Info |
---|
Valid from 4.0The documentation below is valid from Datafari v4.0.0 upwards |
1. Repository/Authority connector configuration
When configuring either a JDBC authority connector or a JDBC repository connector, in the ‘Database Type’ tab you have to select an ‘Access Method’. The access method serves to find the columns in the resultsets by name or by label, . “by name” will search for original column name whereas the “by label” option will search for the column label. A column label is by default the original column name if there is no mapping (e.g ‘SELECT id AS doc_id’ is a mapping of the original column name ‘id’ to the mapping name ‘doc_id’), if a mapping is defined, then the label will be the mapping name. In our case we definitely want to use labels instead of original column names, so ALWAYS USE the “by label” access method !
...
2. Job queries
When creating a DB job in the ManifoldCF interface, four sql queries are expected by the job as part of the parameters. We detail two of them below because they may be challenging to configure :
a. Seeding query
When defining the "Seeding query" in a job involving a JDBC connector, MCF introduces two useful variables to deal with delta crawls:
$STARTTIME : Which represents the timestamp in MILLISECONDS of the start time of the last FINISHED run of the job. It means that the first time you will run the job, this variable will be equal to 0 and will have a value only once the job has run (and is finished with a "done" status) at least once.
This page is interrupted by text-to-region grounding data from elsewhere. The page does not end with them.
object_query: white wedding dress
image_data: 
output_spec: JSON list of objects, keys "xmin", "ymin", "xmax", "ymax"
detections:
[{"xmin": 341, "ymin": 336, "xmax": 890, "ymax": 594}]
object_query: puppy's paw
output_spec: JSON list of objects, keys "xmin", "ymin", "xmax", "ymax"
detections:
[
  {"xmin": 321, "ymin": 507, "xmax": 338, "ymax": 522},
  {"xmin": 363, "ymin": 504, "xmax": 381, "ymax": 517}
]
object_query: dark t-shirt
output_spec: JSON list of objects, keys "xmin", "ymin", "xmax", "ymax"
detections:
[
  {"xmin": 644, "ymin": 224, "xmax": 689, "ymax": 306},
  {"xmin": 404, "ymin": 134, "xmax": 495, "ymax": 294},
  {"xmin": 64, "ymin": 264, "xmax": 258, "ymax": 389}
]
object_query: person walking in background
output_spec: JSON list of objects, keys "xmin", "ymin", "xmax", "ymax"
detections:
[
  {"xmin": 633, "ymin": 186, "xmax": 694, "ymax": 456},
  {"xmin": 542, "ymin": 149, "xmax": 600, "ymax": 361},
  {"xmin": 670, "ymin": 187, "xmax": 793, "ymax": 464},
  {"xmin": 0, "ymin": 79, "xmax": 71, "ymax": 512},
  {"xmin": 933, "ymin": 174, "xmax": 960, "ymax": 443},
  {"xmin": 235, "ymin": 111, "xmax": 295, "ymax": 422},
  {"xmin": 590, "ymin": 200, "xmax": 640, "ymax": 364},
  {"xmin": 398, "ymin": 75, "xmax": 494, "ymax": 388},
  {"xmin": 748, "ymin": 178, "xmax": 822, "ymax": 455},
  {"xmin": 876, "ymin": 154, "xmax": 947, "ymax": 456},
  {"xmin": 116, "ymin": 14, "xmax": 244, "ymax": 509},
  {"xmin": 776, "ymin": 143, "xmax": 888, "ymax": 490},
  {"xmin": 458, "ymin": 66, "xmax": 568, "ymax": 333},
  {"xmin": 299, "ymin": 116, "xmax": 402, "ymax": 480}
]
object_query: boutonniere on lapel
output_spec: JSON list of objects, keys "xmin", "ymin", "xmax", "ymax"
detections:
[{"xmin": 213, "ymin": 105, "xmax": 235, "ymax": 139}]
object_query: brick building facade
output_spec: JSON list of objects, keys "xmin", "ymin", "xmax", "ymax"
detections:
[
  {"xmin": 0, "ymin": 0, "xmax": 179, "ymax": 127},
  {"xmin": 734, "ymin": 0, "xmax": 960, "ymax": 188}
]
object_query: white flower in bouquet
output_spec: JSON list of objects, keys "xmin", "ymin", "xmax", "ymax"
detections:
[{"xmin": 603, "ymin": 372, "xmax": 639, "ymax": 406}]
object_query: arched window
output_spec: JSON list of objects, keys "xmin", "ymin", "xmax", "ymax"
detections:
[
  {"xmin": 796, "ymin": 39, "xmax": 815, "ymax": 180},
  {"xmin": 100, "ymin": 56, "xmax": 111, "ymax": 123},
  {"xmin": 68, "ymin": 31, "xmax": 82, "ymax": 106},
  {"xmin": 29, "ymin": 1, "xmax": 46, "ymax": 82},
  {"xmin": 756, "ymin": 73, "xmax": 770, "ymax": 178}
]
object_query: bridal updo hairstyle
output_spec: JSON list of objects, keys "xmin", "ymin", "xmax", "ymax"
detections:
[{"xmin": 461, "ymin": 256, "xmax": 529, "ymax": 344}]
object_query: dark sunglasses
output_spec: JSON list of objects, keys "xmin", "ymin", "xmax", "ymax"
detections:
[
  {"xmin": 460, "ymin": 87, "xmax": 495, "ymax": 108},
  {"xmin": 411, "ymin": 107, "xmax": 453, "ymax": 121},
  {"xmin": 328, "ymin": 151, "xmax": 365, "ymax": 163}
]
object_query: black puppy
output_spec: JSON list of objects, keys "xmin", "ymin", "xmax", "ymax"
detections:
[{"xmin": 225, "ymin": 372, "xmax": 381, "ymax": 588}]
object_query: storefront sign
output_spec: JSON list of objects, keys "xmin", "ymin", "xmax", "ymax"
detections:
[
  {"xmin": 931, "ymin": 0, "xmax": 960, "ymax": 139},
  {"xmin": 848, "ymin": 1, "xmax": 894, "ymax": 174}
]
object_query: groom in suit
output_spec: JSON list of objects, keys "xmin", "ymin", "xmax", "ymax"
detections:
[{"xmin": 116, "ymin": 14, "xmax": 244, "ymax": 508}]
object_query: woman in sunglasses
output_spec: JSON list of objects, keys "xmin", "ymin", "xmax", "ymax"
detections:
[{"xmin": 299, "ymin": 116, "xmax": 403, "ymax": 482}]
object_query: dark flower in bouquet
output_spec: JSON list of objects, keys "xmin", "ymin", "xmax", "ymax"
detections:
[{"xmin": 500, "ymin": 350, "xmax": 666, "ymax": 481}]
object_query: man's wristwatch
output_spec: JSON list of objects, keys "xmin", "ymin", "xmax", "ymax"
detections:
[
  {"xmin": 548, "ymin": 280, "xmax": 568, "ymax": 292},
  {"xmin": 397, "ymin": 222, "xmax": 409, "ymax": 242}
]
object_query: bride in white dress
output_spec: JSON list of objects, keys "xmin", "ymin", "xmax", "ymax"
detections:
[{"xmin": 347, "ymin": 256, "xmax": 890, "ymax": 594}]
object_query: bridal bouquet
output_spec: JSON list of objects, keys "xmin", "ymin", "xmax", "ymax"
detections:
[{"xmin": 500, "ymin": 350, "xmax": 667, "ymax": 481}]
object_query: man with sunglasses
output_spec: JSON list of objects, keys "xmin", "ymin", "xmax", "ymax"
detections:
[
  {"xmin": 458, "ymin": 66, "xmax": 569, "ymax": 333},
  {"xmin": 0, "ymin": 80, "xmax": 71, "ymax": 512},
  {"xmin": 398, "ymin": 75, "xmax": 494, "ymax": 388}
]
$ENDTIME : Which represents the timestamp in MILLISECONDS of the end time of the last FINISHED run of the job. It means that the first time you will run the job, this variable will be equal to 0 and will have a value only once the job has run (and is finished with a "done" status) at least once.
Note |
---|
Timestamp formatsUsually, these variables are very useful to compare them to the timestamp of the last modified date of a document. But be careful, the timestamp provided is expressed in milliseconds and not in seconds like a standard Unix timestamp ! Keep it in mind because in most cases you will need to adjust either the timestamp on the Database side or divide the timestamp provided by MCF by 1000 to convert it into a Unix format !format. |
b. Version check query
This query is very important because it will generate a VERSIONCOLUMN variable for each crawled document that will be associated to the doc ID and will be used by MCF to determine during a delta crawl if the document needs to be re-indexed or not. Basically the best practice is to bind the VERSIONCOLUMN to a table column of a document that is updated each time a modification is performed on the document. If you cannot have such a column in your DB schema, what we advise is to create a function on Database side that will generate a hash for a document, based on each column value. With such a function, if any of the values of a DB document changes, the hash will also change. Now if you set this DB function as the VERSIONCOLUMN (via a standard SQL function call), MCF will know the document has to be re-indexed.
c. Data query
This query is used to gather document main content but also other metadata (if metadata are available in the same table as the content). three MCF parameters are required in the SELECT clause:
$(IDCOLUMN): which must be mapped (as label) with the id of the document in the queried table. This parameter is only used within MCF as internal document id but WILL NOT BE USED AS “id” OF THE DOCUMENT IN Datafari !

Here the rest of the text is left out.